I graduated from Beykent University Software Engineering Department in 2017 also I completed my double major programme on Electronics and Communication Engineering in 2019. I am currently doing Business Administration/Management in Anadolu University.

I am currently working at Cigna Finans ve Hayat A.Ş. Insurance Company as Business Intelligence and Data Analyst. My job description is creating Data Warehouse data flows and creating reports/dashboards based on business requirements. I am interested in Big Data and I plan to become Big Data Developer/Data Engineer.

Here is my LinkedIn profile

useR! 2020: PostgreSQL As A Data Science Database (P. Gasana), regular

Before I talk about video and go into detail I must say I have interest in PostgreSQL because I had some information about it beforehand. From what I know before watching the video is; PostgreSQL is completely free and opensource database and It has a relatively good speed compared to average and has cheaper support options compared to other systems, but It has some speed issues, less security options compared to Oracle.

In the first part of video presenter talks about data science challenges, transforming data to end-user format, analyzing the needs, documentation and more.

We can see PostgreSQL is very flexible and can adapt to very different use cases, you can connect to PostgreSQL in different ways like ODBC, JDBC or RPostgre SQL API. It can gather data directly from CSV files which as far as I know is not possible from Oracle without additional tools such as TOAD or Data Integration tools like BODS. It is possible to comment table or column level.

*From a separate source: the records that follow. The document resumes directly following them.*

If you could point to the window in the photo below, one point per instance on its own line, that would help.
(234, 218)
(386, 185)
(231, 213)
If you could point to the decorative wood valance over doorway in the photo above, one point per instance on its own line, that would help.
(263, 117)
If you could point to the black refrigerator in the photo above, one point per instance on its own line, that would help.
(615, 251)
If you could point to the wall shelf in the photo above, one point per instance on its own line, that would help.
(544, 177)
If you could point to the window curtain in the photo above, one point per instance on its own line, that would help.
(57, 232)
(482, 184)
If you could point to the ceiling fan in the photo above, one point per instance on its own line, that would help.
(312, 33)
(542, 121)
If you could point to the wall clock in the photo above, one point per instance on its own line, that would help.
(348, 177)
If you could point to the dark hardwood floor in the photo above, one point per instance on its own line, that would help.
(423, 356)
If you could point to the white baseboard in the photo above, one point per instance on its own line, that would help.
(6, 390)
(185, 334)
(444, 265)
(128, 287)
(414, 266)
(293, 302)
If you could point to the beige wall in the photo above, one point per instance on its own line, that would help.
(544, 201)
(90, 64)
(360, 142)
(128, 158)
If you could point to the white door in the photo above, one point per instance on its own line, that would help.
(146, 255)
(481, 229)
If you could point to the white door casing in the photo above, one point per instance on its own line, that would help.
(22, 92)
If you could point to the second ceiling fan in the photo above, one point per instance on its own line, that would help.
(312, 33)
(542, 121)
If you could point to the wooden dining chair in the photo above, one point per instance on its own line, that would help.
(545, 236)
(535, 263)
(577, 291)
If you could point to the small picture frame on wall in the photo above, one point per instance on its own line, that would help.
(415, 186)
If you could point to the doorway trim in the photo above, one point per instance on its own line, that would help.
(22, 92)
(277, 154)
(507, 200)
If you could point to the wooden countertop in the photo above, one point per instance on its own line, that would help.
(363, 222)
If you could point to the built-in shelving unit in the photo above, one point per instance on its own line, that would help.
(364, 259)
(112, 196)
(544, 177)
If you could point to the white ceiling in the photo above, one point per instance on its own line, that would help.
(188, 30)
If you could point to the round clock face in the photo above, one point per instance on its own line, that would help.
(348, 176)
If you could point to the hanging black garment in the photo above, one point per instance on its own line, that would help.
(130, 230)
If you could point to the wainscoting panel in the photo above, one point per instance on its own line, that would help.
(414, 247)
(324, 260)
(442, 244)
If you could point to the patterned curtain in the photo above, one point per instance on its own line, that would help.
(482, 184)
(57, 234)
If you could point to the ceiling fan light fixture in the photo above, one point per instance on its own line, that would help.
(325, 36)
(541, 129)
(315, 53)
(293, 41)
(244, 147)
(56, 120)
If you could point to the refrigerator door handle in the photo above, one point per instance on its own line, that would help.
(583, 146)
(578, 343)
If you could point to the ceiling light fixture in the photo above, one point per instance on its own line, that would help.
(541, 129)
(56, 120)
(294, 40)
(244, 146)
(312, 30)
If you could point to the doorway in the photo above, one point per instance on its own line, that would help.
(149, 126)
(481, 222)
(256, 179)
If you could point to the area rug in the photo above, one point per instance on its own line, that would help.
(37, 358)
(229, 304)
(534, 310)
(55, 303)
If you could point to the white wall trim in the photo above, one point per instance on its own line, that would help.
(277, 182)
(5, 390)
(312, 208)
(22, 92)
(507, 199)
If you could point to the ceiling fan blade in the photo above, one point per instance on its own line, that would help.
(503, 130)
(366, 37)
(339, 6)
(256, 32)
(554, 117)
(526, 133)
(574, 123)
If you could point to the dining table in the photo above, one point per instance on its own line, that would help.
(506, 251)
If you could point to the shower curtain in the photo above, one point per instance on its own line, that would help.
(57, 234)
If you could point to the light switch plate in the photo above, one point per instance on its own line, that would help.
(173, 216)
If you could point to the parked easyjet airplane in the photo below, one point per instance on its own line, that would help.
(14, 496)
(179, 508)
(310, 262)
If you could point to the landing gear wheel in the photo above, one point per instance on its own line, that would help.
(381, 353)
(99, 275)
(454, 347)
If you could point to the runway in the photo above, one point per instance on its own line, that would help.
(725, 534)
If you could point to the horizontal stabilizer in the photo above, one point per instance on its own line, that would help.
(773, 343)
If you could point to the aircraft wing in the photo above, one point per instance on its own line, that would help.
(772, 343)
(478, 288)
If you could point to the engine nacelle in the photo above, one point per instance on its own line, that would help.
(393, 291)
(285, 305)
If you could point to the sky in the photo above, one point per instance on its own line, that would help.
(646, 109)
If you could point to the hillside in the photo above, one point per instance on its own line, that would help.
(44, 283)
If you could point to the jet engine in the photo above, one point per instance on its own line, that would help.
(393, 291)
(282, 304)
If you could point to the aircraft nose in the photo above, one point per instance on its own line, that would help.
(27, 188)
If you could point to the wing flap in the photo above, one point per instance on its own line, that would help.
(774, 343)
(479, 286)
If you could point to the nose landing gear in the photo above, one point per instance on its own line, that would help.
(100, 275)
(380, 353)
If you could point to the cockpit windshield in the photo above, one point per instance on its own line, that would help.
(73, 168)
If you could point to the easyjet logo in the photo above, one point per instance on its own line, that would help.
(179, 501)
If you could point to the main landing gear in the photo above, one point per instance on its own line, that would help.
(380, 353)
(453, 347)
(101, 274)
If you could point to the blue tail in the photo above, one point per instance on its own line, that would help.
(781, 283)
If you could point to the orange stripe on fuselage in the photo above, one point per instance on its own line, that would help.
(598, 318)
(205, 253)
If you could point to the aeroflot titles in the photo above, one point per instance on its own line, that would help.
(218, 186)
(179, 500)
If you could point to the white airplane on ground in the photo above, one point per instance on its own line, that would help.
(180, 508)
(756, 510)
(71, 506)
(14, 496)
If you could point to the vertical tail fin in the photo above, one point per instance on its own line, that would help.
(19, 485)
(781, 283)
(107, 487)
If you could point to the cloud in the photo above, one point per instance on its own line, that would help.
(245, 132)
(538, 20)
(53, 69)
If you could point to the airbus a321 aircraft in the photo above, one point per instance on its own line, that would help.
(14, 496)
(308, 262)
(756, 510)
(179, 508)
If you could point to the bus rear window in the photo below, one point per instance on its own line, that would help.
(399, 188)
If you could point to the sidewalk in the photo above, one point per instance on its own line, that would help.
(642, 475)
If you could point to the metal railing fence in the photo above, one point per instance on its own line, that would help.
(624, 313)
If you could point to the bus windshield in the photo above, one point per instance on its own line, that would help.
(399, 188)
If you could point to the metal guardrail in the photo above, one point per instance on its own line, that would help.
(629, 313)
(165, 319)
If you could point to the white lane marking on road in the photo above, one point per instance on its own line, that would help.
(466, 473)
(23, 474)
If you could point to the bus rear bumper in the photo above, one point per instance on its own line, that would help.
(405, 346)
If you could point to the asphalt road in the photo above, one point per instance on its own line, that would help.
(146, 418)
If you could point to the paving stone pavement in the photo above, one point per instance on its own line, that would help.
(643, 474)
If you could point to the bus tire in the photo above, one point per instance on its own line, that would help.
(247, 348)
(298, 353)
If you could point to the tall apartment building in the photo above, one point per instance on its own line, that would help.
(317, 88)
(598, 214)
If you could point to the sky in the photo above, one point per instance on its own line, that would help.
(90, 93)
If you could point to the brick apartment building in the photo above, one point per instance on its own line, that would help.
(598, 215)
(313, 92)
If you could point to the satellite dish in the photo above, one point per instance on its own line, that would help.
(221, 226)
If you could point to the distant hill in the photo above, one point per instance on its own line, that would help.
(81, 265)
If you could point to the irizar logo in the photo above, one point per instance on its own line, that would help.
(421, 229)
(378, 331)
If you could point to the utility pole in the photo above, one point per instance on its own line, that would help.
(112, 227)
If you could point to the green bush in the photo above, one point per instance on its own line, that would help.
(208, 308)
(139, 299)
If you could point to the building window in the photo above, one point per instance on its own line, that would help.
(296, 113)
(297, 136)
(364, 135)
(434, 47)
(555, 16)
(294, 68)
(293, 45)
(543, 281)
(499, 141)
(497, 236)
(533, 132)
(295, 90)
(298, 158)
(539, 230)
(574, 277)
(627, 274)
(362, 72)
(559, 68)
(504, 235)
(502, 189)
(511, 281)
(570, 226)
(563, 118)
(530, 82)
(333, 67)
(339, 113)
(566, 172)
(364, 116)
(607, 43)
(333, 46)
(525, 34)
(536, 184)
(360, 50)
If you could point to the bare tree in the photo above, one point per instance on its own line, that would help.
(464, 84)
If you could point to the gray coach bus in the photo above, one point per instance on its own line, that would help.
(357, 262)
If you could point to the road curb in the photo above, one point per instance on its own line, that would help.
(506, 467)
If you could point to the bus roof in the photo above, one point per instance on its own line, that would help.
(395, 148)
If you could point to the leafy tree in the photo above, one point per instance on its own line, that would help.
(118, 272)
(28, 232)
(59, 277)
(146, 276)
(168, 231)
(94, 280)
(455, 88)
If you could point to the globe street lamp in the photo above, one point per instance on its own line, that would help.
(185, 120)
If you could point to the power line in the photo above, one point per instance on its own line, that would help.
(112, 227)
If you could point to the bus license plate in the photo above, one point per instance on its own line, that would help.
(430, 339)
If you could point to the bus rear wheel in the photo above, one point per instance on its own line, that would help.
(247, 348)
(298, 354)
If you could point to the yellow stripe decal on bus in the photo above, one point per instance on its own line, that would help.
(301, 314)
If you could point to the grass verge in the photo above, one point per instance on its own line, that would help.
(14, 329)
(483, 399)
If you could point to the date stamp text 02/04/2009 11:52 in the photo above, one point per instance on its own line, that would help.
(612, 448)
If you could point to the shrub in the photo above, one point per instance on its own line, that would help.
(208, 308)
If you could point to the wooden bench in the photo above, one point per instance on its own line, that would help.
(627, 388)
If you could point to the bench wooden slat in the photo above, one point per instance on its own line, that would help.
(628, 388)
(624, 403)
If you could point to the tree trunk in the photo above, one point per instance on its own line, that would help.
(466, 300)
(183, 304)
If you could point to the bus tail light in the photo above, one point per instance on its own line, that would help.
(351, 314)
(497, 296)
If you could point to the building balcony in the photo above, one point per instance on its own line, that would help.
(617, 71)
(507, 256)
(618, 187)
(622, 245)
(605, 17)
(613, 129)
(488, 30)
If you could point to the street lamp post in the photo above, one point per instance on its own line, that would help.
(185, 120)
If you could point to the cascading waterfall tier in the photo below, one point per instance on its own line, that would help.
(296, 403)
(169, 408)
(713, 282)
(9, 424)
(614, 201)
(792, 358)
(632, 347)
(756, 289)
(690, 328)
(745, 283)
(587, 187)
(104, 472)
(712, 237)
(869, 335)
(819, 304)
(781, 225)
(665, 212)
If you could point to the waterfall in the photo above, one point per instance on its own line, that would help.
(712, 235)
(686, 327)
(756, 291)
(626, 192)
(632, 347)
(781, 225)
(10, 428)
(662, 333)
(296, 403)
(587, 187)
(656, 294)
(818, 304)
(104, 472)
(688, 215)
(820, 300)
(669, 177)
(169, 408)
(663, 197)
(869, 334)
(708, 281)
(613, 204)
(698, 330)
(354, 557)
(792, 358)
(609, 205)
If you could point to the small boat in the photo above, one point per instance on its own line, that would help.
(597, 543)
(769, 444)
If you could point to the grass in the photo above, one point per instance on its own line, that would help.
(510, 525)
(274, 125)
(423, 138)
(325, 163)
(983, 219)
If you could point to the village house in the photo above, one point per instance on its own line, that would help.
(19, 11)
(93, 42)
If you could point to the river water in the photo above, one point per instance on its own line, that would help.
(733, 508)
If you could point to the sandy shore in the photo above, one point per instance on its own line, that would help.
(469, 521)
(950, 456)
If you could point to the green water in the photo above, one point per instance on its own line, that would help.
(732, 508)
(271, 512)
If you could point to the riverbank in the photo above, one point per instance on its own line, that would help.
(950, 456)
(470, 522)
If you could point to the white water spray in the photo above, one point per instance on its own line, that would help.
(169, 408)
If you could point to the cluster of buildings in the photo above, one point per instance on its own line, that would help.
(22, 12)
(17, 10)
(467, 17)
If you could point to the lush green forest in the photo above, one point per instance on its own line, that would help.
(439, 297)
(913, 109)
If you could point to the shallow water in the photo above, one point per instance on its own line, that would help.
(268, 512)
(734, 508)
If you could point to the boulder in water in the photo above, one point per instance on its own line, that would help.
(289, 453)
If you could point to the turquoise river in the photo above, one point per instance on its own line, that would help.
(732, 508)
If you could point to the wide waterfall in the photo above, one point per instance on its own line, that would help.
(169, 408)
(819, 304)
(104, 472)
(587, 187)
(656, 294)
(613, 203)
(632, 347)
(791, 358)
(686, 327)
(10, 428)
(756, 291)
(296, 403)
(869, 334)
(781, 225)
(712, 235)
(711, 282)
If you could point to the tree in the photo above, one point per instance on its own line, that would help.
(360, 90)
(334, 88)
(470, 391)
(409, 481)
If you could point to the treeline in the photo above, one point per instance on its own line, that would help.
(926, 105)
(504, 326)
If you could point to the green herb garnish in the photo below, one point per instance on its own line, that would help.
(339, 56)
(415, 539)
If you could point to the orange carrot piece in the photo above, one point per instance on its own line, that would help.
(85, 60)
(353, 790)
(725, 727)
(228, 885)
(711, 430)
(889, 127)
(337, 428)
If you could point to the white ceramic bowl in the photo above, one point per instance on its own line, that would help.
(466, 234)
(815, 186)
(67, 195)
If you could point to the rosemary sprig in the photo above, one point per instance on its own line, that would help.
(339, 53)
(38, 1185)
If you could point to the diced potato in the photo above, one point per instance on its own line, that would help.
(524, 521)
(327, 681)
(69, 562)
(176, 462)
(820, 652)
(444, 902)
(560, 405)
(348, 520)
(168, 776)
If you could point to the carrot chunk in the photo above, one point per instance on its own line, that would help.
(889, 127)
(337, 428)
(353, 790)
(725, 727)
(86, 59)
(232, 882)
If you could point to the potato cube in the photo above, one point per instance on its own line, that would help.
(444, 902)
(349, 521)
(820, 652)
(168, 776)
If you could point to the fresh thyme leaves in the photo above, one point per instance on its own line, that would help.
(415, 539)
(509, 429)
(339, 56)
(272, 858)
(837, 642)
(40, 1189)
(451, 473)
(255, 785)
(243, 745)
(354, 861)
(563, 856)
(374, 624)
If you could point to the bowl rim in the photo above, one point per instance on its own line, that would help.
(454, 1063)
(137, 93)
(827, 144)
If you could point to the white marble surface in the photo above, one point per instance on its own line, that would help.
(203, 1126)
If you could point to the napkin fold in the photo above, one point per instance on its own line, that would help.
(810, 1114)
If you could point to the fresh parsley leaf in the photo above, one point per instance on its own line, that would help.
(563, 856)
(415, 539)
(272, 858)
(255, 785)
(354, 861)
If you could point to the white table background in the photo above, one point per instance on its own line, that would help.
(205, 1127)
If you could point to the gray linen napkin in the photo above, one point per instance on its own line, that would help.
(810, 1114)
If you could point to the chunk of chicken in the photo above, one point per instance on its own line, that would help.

Parameters are available.

For myself most importantly Common Term Expressions(also known as CTE’s)are possible aswell with PostgreSQL. After watching the video I looked up if it’s possible to use analytic functions(also known as Window Functions in MsSQL) is possible in PostgreSQL aswell.

Using R to Detect Outliers and Anomalies in Clinical Trial Data (Steven Schwager)

This video tells us outliers and anomalies in data often makes clinical trials slow down or even make trials fail.

As a result they are theorizing what should we use to find those outliers including which principles we should follow like Data Wrangling, DevOps and parallelizing our processes.

They aim to cluster patients, sites, studies, variables and compare data quality scores, this will generate higher data quality, reduced monitoring effort(also less maintanence) and early identification of outlier datas that could compromise trial’s success.

Presenter explains variable pairs and how huge it can be to manually checking them so automating it is a must. Visualizing these datasets also helps us to detect outliers aswell. Identical data is susceptible as much as outliers, if we find continious identical data maybe we should check our data source. Some data sources can be fabricated and we shouldn’t completely trust our sources.

Build Your Own Universe: Scale High-quality Research Data Provisioning with R Packages

In this video presenter starts with growth of data in an organization. At the start hospitals needed dashboards, they requested data for research, needed to know how the data got there or know where to pull that specific data from and they needed someone for these each specific task.

Teams specialized in each of these tasks:

Dashboards > Business Intelligence
Getting data > Collaborative Data Services
Knowing how the data got there > Data Quality
Where to pull that specific data > Data Engineering

In the second part of the video they talk about how SQL queries hard to read or document so they created easier to read(and use) library, and library automatically load some packages they commonly use, their connections and simplifies syntax for their needs. This not just makes it less repetitive or simpler. It also makes it easier to read and understand in human language and makes it less prone to errors.

Since this package is in R, you can also get the advantages of R such as writing documentation in your analysis, use github to ask questions or version control your code.

Spark on demand with AZTK

Since I’m interested in Big Data and Spark is one of the most common tools used in Big Data, I found this video really interesting.

Presenter talks about Azure Distributed Data Engineering Toolkit (AZTK) and It uses AZTK to manage spark clusters and makes it easier to use. It can use users already existing docker images so it is easier to move onto AZTK and It uses docker containers to run spark clusters.

Even tough video is published at 2018 technology relatively new to me, it might be because insurance companies focuses on security and being robust more important than fast/easy to use systems.